Nevertheless, one problem with modelling exercises in general is that they can create a false sense of accuracy, for example due to overstated precision or understated complexity. Because of the precision or accuracy that models insinuate, outputs are often treated as sacrosanct. However, the means by which outputs were derived (e.g., data selection methods, model assumptions, earlier but unpublished modelling results) can provide valuable insights for complex risk-benefit analysis and problem solving, which will often exceed the information value of the easy-to-comprehend outputs themselves.
If models are trained on a certain dataset or time series, they will not accurately forecast data points that do not conform to the assumptions ascribed to the dataset in the first place. This is often the case with economic models or financial models, which are dynamic and continually adapting systems.
Financial crises or material construction accidents by definition fall outside of the prescribed expected bounds of their models otherwise they would never be allowed to happen. If one knew that a crisis or serious accident was coming, mitigation measures would be taken that would not allow such an event to exceed a predetermined threshold (i.e., making it neither a crisis nor an accident).
Such data points represent uncertainty.
Risk management is a necessary, but not entirely sufficient, set of guidelines to inform strategic decision making.

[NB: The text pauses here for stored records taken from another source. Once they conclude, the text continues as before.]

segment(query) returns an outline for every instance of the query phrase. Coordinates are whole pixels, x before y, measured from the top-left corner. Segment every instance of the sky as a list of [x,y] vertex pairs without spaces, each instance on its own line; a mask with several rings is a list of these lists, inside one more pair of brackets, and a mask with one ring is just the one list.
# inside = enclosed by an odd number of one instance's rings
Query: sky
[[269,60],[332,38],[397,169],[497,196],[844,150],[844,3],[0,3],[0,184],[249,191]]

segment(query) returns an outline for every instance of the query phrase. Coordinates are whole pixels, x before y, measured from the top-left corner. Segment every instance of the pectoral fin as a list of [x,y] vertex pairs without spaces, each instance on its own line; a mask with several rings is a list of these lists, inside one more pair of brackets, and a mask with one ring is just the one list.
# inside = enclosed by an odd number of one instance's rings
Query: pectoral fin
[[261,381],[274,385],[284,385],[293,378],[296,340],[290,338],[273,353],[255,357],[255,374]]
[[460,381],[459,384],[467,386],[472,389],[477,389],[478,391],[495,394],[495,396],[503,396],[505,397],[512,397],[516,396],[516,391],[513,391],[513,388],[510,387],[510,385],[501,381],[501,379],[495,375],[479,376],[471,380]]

Uncertainty is not the same as risk.
Uncertainty represents outcomes that fall outside of expectations. It comprises ill-defined vectors that influence outcomes in unpredictable ways. Uncertainty is the proverbial “unknown unknown", to paraphrase a former US Defense Secretary. It is the possible but unquantifiable.
Examples of uncertainty are hail-mary touchdown passes, technological breakthroughs, financial crises, or a regularly occurring perfect storms.
Uncertainty is not easily or even practically quantifiable. Another way to think about uncertainty is as data points that do not fit into a rudimentary a normalized bell curve.
Good planning and project management processes should adopt strategies to proactively recognize and respond to uncertainty.
What to be done with uncertainty?
For solutions, I turn to finance and investment industry  (which employs strategies for protecting against uncertainty).
- Build a portfolio, targeting negative correlation or no correlation between the price paths of the assets.
- Seek out “anti-fragile”  assets – which is to say assets (or strategies or facilities) which improve under duress (e.g., electrical capacity is anti-fragile, while electrical energy is not).
- Avoid intellectual certainty – if everything seems to be a nail, question whether or not it is because you are in possession of a hammer.
Practically speaking, any strategic planning, project management, project execution, or system / resource planning exercise will benefit from the acknowledgement and incorporation of uncertainty analysis.
At Midgard, we pride ourselves on our independent and original problem-solving skills.
 My personal journey to my current position started out in central banking, portfolio management, derivatives risk measurement, and commodities trading and deal structuring before landing in project development. Do not ask me to design you a bridge, but I know my way around the personal investment landscape.
Recommended reading: “Antifragile: Things That Gain From Disorder”, by the brilliant and irascible Nassim Nicholas Taleb.